Sunday, February 21, 2021

Lost Words Dictionary

Our mission station volunteered a truck, a driver and me to assist the hospital with a polio and vitamin A vaccination program. 

My friend Kaba came along to help me communicate with the doctors. 


They spoke French and Bambara, I spoke broken Malinke and Kaba understood us all. 


He helped us understand each other.


We gave the vaccinations to children up to five years in age. 


I was responsible for giving the polio vaccinations.


As we were making our way from village to village in the remotest parts of western Mali, I felt good to be a small part of the big undertaking of eradicating polio from the continent of Africa. 


It is good to be a part of something that is bigger than you.


The name of the polio vaccination program is “Kick Polio Out Of Africa.” 


The symbol is the continent of Africa kicking a soccer ball. 


Everyone loves the symbol because everyone loves soccer.


The polio vaccination was in small plastic bottles that looked like Visine eye drop bottles. 


Mothers lined up with their children under giant baobab trees. 


I squeezed two drops from the bottles under the children’s tongues to protect them from the dreaded disease.


Most of the children were terrified of receiving  the vaccination, and most of them were terrified of me.


We were so far out in the countryside, the children had never seen someone like me before.


Their moms wrapped arms around them and held them still.


I gently squeezed their jaws with my left hand until their mouths popped open.


I gently squeezed the vaccine bottles with my right hand until two drops dropped under their tongues.


Sometimes, I had to hold their noses and blow into their faces to get them to swallow the vaccine. 


“The cure can be more painful than the disease,” my grandpa used to say.

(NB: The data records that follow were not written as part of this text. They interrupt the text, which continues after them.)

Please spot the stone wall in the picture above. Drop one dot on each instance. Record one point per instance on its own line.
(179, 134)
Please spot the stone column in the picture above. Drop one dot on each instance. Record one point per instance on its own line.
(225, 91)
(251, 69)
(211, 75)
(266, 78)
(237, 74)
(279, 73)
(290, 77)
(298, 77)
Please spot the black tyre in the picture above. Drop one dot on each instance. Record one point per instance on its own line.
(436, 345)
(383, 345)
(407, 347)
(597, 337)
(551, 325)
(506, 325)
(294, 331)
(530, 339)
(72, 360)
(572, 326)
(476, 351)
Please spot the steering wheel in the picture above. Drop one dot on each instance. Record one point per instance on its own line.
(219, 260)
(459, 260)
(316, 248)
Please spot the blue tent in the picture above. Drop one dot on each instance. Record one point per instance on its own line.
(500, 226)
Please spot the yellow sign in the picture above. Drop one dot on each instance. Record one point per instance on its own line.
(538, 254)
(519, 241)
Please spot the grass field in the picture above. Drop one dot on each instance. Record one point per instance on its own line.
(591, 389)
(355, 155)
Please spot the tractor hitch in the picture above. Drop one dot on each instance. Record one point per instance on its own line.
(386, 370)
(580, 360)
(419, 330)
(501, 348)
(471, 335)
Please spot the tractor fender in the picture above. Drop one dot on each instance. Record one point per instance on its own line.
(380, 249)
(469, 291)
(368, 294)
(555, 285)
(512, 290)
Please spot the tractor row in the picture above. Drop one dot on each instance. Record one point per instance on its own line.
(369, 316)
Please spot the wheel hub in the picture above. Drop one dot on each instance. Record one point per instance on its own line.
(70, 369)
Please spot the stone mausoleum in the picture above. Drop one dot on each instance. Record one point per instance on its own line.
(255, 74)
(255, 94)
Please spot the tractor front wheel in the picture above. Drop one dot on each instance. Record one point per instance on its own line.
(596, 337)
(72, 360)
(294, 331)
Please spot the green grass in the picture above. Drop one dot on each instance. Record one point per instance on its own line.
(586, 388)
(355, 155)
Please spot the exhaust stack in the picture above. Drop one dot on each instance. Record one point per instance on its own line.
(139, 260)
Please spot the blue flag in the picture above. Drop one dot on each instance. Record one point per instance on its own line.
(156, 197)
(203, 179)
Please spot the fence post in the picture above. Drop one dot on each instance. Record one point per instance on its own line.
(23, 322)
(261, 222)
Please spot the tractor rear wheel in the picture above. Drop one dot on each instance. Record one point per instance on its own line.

Not in this case, though. 


Polio is a powerful, fearful disease.


One little four year old girl was struggling against her mom and me with all of her might. 


Just as I got the first drop of vaccine under her tongue, Kaba yelled, “Bakary (that is my Malinke name) watch out!” 


A stream of pee came from under the little girl’s dress all over my flip flopped feet!


It was her way of saying, “Now we’re even.” 


I understood.


“I care about you,” I said in Malinke. 


She looked at me through tearful, defiant eyes. 


“You have a strange way of showing it!” she must have thought.


I hope my small moment with the little girl and the polio vaccine under the baobab tree will help her live and remain a beautiful part of our wonderful world.